Molecular description of the rpoS365:: IS10 insertion. (A) The positions (and orientations) of rpoS::Tn10 insertions previously characterized (15) in strains UM22 and RH90 are compared with those of the rpoS:: IS10 insertion in strain GJ829 (this study). The coding region of rpoS is shown as a hatched bar, and IS10 sequences (including those found in Tn10) are shown as open bars. Representations of Tn10 and IS10 are not to scale. To facilitate comparison, the four distinct ends of IS10 present in Tn10 (3) are marked as L1 and L2 (from IS10-L) and R3 and R4 (from IS10-R). (B) DNA sequence of the rpoS:: IS10 insertion, with particular reference to the sequence in the vicinity of the ends of IS10. Codons of rpoS are indicated by arabic numerals (and stop codons are indicated by asterisks); the 9-bp duplications flanking the ends of IS10 (whose sequence is shown in lowercase letters) are boxed. Codons from IS10 that are predicted to encode an N-terminal extension of the σ^SΔ1-50 peptide are indicated by small roman numerals, and the polypurine stretch (putative ribosome-binding site motif) is underlined.

A plasmid (pETF) carrying the rpoS⁺ gene (39) was able to complement the rpoS::IS10 mutation for pHYD275-directed lac expression in the rho⁺ strain GJ829 (data not shown).

Evidence for the synthesis of an σ^S polypeptide with a deletion of its N-terminal 50 amino acids (σ^SΔ1-50) in rpoS::IS10 rho mutants.

There were two conceivable explanations, not mutually exclusive, for the above results. Transcription initiating from proU P1 of S. enterica is subject to premature termination (that is, attenuation), and this phenomenon is known to be Rho dependent (27, 28). It was therefore possible that the rpoS::IS10 insertion mutation somehow accentuated the effect of Rho factor on transcription initiating from E. coli proU P1 as well. For example, even in an rpoS⁺ background, lacZ reporter gene expression from S. enterica proU P1 (on plasmid pHYD373) is absent in a rho⁺ strain (GJ862) and is stimulated in a rho mutant (GJ863) (27) (Table 2); in the rpoS::IS10 rho⁺ and rho derivatives (GJ829 and GJ830, respectively), lac expression from pHYD373 was virtually indistinguishable from that in the corresponding rpoS⁺ strains (Table 2).

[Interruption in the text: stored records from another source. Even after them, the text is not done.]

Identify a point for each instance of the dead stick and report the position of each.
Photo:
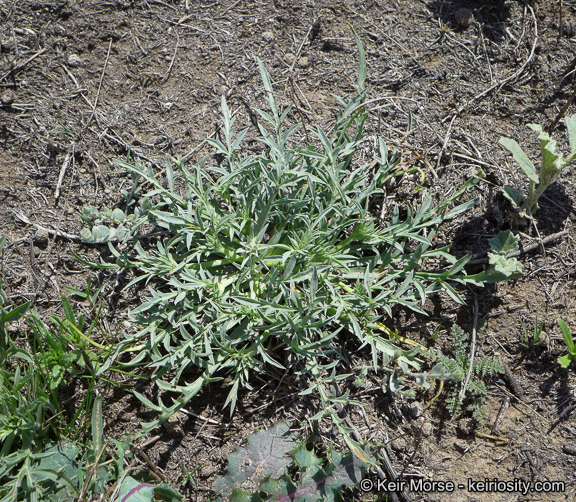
(562, 112)
(482, 258)
(500, 417)
(506, 80)
(57, 233)
(65, 165)
(514, 385)
(99, 85)
(20, 66)
(472, 352)
(167, 74)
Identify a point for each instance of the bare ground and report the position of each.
(83, 82)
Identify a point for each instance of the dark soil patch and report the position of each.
(83, 82)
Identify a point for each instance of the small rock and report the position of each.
(41, 235)
(173, 424)
(427, 428)
(399, 444)
(416, 409)
(7, 98)
(7, 45)
(464, 17)
(74, 60)
(207, 471)
(268, 36)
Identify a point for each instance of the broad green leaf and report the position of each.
(521, 158)
(513, 195)
(571, 126)
(567, 335)
(504, 242)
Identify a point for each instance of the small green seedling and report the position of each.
(567, 335)
(535, 339)
(552, 164)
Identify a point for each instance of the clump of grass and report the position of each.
(275, 260)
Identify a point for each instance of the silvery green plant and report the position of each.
(275, 260)
(263, 470)
(551, 165)
(108, 225)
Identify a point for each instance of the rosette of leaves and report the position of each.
(275, 259)
(551, 165)
(274, 466)
(100, 225)
(111, 225)
(454, 367)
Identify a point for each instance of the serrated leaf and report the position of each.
(265, 453)
(565, 361)
(117, 216)
(521, 158)
(503, 265)
(135, 491)
(86, 235)
(566, 334)
(513, 195)
(305, 458)
(571, 126)
(100, 233)
(504, 243)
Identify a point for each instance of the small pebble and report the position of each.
(208, 470)
(416, 409)
(41, 235)
(268, 36)
(7, 98)
(74, 60)
(464, 17)
(427, 429)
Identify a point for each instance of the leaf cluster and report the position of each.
(273, 465)
(457, 364)
(274, 259)
(551, 165)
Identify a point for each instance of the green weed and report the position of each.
(276, 260)
(552, 164)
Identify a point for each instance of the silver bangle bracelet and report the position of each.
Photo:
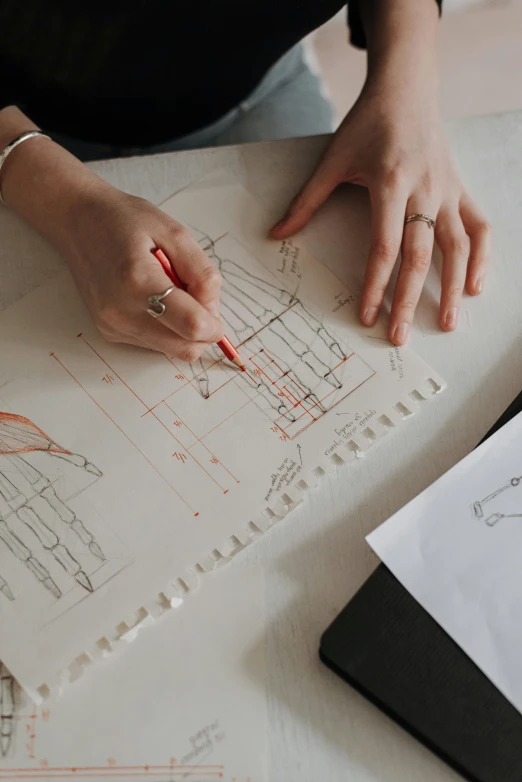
(9, 148)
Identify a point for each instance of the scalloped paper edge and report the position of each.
(175, 593)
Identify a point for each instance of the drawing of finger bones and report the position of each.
(18, 437)
(7, 711)
(296, 362)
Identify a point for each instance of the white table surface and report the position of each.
(316, 559)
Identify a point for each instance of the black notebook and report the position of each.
(390, 649)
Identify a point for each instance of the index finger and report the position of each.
(193, 266)
(388, 207)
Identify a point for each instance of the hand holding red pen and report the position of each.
(107, 237)
(224, 344)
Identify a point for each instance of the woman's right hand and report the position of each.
(107, 241)
(106, 237)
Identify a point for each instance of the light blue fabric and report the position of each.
(288, 102)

The second explanation (31) is that the rho mutation acted only to relieve the polarity effect of the IS10 insertion in rpoS. The location of the rpoS::IS10 insertion is such that (i) translation initiating from the start codon of rpoS will be terminated immediately within the insertion element after codon 53, and (ii) a potential start site for translation exists (with a polypurine stretch situated upstream of the putative initiation codon stretch to serve as a ribosome-binding site) proceeding outward from the other end of IS10 to produce an in-frame fusion of six codons of IS10 with codons 51 to 330 of rpoS (Fig. 2). (The latter feature is absent from either of the Tn10 insertions at this same site in strains RH90 and UM22.) It was therefore possible that the rho mutation permitted transcription initiating from the rpoS promoter (and upstream promoters) to proceed through IS10 into the 3′ end of the rpoS gene and that the N-terminally truncated mutant σ^S polypeptide (hereafter referred to as σ^SΔ1-50) synthesized under these conditions contributed, either alone or in combination with the σ^S N-terminal fragment from positions 1 to 53 [σ^S(1-53)] to proU P1 expression in vivo.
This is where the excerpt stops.